Welcome to another of my Mashed Up Origins. This one links my universe a bit more. It's rated MA, just to be sure but there's nothing even close to M in it. All owned by Marvel, it's just my idea. Hope you enjoy, here's a link to the library for the others I've done:
http://www.comicvine.com/forums/fan-fic/8/mashed-up-origins-the-collected-library/675731/#3
NYC Science Fair, Empire State University
Dr Hank Pym couldn’t believe the Science Fair. It was part circus, part old time medicine show quackery, part sci-fi convention draped with tacky atomic symbols and E=Mc2 posters. He anonymously wandered around dressed as a member of the ‘Intelligencia’, costumed characters from TV that his wife Janet had designed the costumes for. He chuckled to himself as a couple of nerds asked to have their picture taken with him, not because he was Hank Pym but because of the costume. If they knew it was him he’d of been swamped.
He was one of the keynote speakers at the convention along with Dr Otto Octavius and Dr Curt Connors, both of whom he could hardly stand. Otto because he was a pompous nuclear physicist with delusions of grandeur and Curt because, well Curt had poor hygiene; probably from spending so much time in his lab with his reptiles. Hank shuddered remembering the rank odour of his colleague. He continued through the aisles looking at the good, bad and ugly science had to show.
“What is this?” Hank looked at the display that could’ve come straight out of an old comic book.
“…and that’s how the equipment works” said the demonstrating ‘scientist’, standing in front of the display “Now we’ll show you how radioactivity is controlled in the lab!”
Hank tried to push his way to the front -He’s not going to do what I think he’s going to do- Hank’s mind was racing. This idiot was potentially going to unleash waves of radiation on the gawking crowd. The machine hummed to life, lightning jumping from Tesla coils, the crowd oo-ing and ahh-ing at the visual display.
“Shut it down!” yelled Hank, pushing people as he struggled to the front.
The machine threw off bolts of lightning into the air, the static electricity made everyone’s hair stand up. Almost invisibly, a spider dangled from a single strand of thread into the chaotic energy, being washed over with waves of radiation.

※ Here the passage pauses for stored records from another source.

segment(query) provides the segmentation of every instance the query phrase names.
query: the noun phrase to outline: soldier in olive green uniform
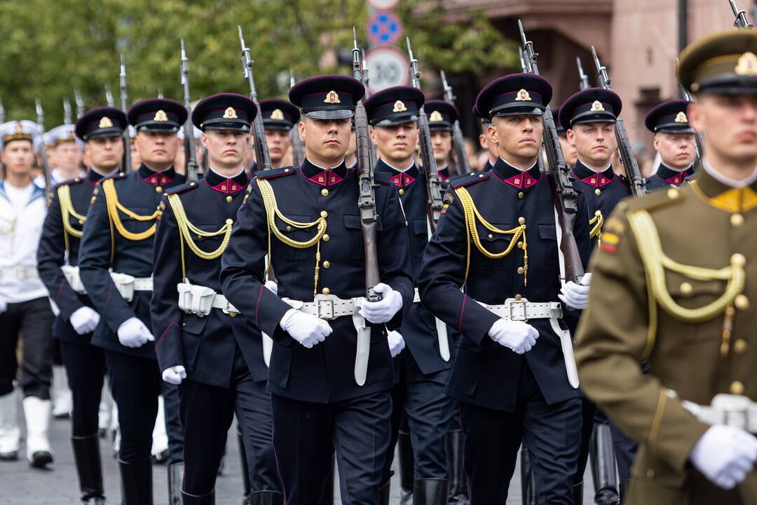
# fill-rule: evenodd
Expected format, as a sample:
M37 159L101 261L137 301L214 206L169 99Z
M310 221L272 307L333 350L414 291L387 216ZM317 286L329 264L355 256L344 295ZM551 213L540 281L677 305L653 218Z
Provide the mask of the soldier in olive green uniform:
M684 51L697 181L619 204L593 260L575 356L640 444L628 503L757 503L755 48L733 30Z

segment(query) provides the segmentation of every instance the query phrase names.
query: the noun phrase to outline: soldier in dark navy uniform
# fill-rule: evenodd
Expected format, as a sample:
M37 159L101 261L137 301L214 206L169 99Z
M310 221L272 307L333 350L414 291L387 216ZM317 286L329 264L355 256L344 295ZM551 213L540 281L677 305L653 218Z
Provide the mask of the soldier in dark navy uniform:
M180 103L163 98L135 104L127 115L136 129L142 164L102 181L93 192L79 254L82 282L102 318L92 343L105 350L118 405L119 466L126 505L152 503L152 429L163 381L151 329L152 262L157 205L164 192L182 184L173 164L176 132L187 117ZM110 270L110 271L109 271ZM182 435L175 386L164 388L169 438L169 491L178 503Z
M112 107L88 111L76 121L76 136L85 145L92 167L86 177L58 185L37 251L39 276L60 310L52 335L60 341L73 398L71 444L82 502L105 503L98 436L100 394L105 354L90 344L100 322L79 276L79 245L92 191L118 170L123 155L126 117Z
M222 258L221 286L248 323L273 338L268 390L273 447L288 503L319 503L336 453L341 499L378 502L394 379L387 333L413 304L405 217L376 179L382 299L368 302L357 170L344 154L365 92L343 76L289 92L305 139L301 167L258 172ZM264 285L266 256L278 295Z
M538 503L572 503L581 394L557 301L552 192L537 163L551 97L530 74L478 95L499 157L450 183L419 276L423 304L463 334L447 391L459 401L474 503L506 503L522 441Z
M647 189L679 188L694 178L696 137L686 115L690 103L687 100L663 101L646 114L644 125L654 134L655 150L661 162L657 172L646 179Z
M418 114L424 100L419 89L396 86L375 93L366 101L372 126L371 139L378 153L375 176L388 179L398 188L410 231L413 280L428 243L425 177L414 161L419 136ZM427 109L426 114L429 125L442 121L438 108ZM434 130L432 136L441 132L446 132ZM447 136L451 141L451 136L448 133ZM451 151L451 143L448 144L447 154ZM435 150L435 157L437 154ZM395 385L391 391L392 439L385 463L384 483L388 484L391 476L394 444L404 416L415 457L413 503L446 504L449 468L444 439L454 403L444 394L444 385L452 365L452 341L446 326L441 322L438 324L434 316L420 304L419 298L416 301L402 327L389 334L392 355L397 357ZM440 327L443 329L438 334ZM407 350L400 352L406 344ZM403 443L407 441L406 438Z
M151 313L164 380L180 385L185 504L215 503L216 475L235 412L248 446L251 503L283 503L260 332L237 316L218 282L248 185L243 157L256 113L251 100L235 93L200 101L192 123L203 130L208 173L167 191L160 202L153 257L164 267L154 274Z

“I SAID SHUT IT DOWN!” roared Hank as he made it to the stage
“Oh no it’s the Intelligencia!” cried the demonstrator. The crowd laughed. Hank whipped off the cap and bushy moustache “Dr Pym?!” The crowd gasped and responded with cheering.
“Turn it off” growled Pym.
The demonstrator motioned to his assistant and the machine shut down. The crowd clapped. Hank turned on the man who quickly made the most of what was going on.

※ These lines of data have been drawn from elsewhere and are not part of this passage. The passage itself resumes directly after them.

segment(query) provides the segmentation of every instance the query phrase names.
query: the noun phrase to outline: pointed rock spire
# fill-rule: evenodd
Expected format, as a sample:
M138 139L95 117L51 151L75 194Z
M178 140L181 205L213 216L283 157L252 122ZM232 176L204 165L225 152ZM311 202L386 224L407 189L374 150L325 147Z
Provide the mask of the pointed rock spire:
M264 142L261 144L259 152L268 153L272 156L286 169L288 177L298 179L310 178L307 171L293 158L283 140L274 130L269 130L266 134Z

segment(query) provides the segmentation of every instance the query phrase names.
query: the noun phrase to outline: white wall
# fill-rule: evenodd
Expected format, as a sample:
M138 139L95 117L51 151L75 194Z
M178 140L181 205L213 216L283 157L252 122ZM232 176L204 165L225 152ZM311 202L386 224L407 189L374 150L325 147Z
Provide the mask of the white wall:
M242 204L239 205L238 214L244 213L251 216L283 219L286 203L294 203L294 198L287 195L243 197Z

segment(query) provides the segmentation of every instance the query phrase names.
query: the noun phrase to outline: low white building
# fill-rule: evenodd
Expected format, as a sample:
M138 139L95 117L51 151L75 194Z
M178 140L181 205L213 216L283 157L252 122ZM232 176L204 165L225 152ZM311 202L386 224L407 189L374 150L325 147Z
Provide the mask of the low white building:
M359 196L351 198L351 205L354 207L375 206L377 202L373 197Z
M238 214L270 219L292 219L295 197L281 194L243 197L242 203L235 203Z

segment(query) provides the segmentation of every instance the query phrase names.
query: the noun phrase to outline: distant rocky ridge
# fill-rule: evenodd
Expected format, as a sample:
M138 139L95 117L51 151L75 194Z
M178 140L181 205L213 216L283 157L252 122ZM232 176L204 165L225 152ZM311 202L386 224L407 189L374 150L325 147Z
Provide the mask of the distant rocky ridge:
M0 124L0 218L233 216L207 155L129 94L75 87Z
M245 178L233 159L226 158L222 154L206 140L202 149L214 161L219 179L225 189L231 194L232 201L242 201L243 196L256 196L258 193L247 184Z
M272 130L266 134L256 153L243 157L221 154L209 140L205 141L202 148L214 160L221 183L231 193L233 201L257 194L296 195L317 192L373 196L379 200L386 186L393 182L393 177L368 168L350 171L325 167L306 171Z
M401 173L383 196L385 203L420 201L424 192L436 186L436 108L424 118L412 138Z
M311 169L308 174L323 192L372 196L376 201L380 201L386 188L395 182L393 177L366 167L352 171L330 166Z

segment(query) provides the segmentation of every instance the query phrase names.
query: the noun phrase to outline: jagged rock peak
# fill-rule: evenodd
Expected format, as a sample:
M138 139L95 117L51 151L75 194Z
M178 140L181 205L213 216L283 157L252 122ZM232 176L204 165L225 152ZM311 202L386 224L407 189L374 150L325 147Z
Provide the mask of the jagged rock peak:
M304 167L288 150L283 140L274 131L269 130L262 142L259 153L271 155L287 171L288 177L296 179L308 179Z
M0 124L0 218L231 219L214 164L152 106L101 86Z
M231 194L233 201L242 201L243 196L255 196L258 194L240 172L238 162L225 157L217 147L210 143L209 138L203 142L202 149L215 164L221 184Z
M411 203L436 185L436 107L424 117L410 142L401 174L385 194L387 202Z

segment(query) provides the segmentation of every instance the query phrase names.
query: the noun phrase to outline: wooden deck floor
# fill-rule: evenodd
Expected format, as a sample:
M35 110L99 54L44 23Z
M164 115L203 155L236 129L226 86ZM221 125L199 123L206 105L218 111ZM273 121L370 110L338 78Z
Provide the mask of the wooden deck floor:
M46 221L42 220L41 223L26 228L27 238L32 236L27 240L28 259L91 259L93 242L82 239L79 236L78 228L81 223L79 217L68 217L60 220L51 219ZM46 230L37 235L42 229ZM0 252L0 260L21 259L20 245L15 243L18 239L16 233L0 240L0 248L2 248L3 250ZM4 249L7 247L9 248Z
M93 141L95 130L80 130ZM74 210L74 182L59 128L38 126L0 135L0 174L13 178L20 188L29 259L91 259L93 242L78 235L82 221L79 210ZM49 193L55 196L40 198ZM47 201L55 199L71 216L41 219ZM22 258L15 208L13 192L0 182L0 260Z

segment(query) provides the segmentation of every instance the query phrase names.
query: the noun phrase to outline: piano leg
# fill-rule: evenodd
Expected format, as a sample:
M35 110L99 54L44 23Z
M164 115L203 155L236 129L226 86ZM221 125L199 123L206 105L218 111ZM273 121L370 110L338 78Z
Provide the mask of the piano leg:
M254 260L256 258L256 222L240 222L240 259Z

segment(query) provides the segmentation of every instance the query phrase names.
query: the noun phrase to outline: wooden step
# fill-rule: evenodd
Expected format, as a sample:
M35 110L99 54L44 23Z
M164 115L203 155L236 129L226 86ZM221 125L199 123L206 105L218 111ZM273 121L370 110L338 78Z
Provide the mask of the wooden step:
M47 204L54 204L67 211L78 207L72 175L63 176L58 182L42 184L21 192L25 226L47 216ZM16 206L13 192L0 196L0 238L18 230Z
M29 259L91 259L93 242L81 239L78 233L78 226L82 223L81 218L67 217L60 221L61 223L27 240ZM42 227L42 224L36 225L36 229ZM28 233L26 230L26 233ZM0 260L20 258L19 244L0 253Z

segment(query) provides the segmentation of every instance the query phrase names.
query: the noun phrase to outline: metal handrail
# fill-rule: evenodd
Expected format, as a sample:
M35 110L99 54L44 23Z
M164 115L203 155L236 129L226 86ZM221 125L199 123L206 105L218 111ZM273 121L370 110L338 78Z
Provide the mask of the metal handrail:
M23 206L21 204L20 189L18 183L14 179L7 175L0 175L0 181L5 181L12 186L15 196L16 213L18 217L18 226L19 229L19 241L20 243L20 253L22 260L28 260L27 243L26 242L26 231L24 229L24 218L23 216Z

“Ladies and Gentlemen Dr Hank Pym! Even he likes our product!” The man looked at the unimpressed actual scientist “What do think Dr Pym?”
Hank scowled at the man and then turned to the attentive maddening crowd “This is potentially the most…stupid display I have ever seen! Nothing more than smoke and mirrors folks!”
“What are you doing?” seethed the man through a smile.
Hank roughly put his arm around the demonstrator and pulled him in close “I’m saving all these people from being turned into mutants by you not following ANY safety procedures. This isn’t the 1960’s” Hank smiled broadly for the cameras “That’s right people, this is no more scientific than a disco ball! Go and see Bentley Whitman’s display, he’s created an ACTUAL scientific breakthrough!” The crowd began to disperse as the curtain around the display began to close.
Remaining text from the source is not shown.